[go: up one dir, main page]

🚀 Get in VS Code!

Getting Started with Data Wrangler in VS Code

Data Wrangler is a code-centric data viewing and cleaning tool that is integrated into VS Code and VS Code Jupyter Notebooks. It provides a rich user interface to view and analyze your data, show insightful column statistics and visualizations, and automatically generate Pandas code as you clean and transform the data.

The following is an example of opening Data Wrangler from the notebook to analyze and clean the data with the built-in operations. Then the automatically generated code is exported back into the notebook.

a gif of opening Data Wrangler from a notebook, looking through the data, switching from Viewing to Editing mode, applying data transformations, and exporting the generated Python code back into the notebook

This document covers how to:

  • Install and setup Data Wrangler
  • Launch Data Wrangler from a notebook
  • Launch Data Wrangler from a data file
  • Use Data Wrangler to explore your data
  • Use Data Wrangler to perform operations and cleaning on your data
  • Edit and export the data wrangling code to a notebook
  • Troubleshooting and providing feedback

Set up your environment

  1. If you have not already done so, install Python. IMPORTANT: Data Wrangler only supports Python version 3.8 or higher.
  2. Install Visual Studio Code.
  3. Install the Data Wrangler extension

When you launch Data Wrangler for the first time, it asks you which Python kernel you would like to connect to. It also checks your machine and environment to see if the required Python packages are installed, such as Pandas.

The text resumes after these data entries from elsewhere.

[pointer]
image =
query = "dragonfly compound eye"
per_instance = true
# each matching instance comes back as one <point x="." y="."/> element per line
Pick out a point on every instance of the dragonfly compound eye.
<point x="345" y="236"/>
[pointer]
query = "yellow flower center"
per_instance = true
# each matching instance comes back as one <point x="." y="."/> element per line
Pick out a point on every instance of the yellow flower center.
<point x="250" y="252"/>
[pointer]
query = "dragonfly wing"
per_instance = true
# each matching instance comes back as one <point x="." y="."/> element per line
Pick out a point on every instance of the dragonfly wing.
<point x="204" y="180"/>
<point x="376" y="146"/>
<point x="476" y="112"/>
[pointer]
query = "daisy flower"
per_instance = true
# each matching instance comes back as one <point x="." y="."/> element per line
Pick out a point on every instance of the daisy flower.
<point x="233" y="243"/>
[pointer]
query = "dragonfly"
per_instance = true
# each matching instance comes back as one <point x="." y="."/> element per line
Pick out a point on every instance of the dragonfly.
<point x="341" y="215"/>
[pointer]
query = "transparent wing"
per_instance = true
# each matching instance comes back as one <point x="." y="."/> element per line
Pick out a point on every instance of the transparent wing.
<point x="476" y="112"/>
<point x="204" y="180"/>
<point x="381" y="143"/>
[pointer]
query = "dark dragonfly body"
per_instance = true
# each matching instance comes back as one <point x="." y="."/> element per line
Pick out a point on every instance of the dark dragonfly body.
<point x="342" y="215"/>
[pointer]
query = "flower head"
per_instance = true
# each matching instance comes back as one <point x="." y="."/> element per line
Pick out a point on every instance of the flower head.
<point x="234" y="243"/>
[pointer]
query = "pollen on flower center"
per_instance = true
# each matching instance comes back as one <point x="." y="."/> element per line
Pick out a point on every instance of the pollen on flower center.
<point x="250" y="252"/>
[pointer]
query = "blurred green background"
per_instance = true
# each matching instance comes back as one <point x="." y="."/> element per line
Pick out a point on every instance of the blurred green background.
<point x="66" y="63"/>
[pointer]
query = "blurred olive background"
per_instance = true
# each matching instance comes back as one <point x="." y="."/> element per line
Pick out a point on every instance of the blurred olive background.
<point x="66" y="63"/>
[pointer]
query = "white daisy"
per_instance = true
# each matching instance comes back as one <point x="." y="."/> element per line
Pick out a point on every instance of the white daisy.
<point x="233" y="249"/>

Here is a list of the required versions for Python and Python packages, along with whether they are automatically installed by Data Wrangler:

Name Minimum required version Automatically installed
Python 3.8 No
pandas 0.25.2 Yes

If these dependencies are not found in your environment, Data Wrangler will attempt to install them for you with pip. If Data Wrangler is unable to install the dependencies, the easiest workaround is to manually run pip install, and then launch Data Wrangler again. These dependencies are required for Data Wrangler, such that it can generate Python and Pandas code.

Open Data Wrangler

Anytime you are in Data Wrangler, you are in a sandboxed environment, meaning you are able to safely explore and transform the data. The original dataset is not modified until you explicitly export your changes.

Launch Data Wrangler from a Jupyter Notebook

There are three ways to launch Data Wrangler from your Jupyter Notebook

a screenshot showing the entry point into Data Wrangler from a notebook

  1. In the Jupyter > Variables panel, beside any supported data object, you can see a button to launch Data Wrangler.
  2. If you have a Pandas data frame in your notebook, you can now see an Open 'df' in Data Wrangler button (where 'df' is the variable name of your data frame) appear in bottom of the cell after running code that outputs the data frame. This includes 1) df.head(), 2) df.tail(), 3) display(df), 4) print(df), 5) df.
  3. In the notebook toolbar, selecting View data brings up a list of every supported data object in your notebook. You can then choose which variable in that list you want to open in Data Wrangler.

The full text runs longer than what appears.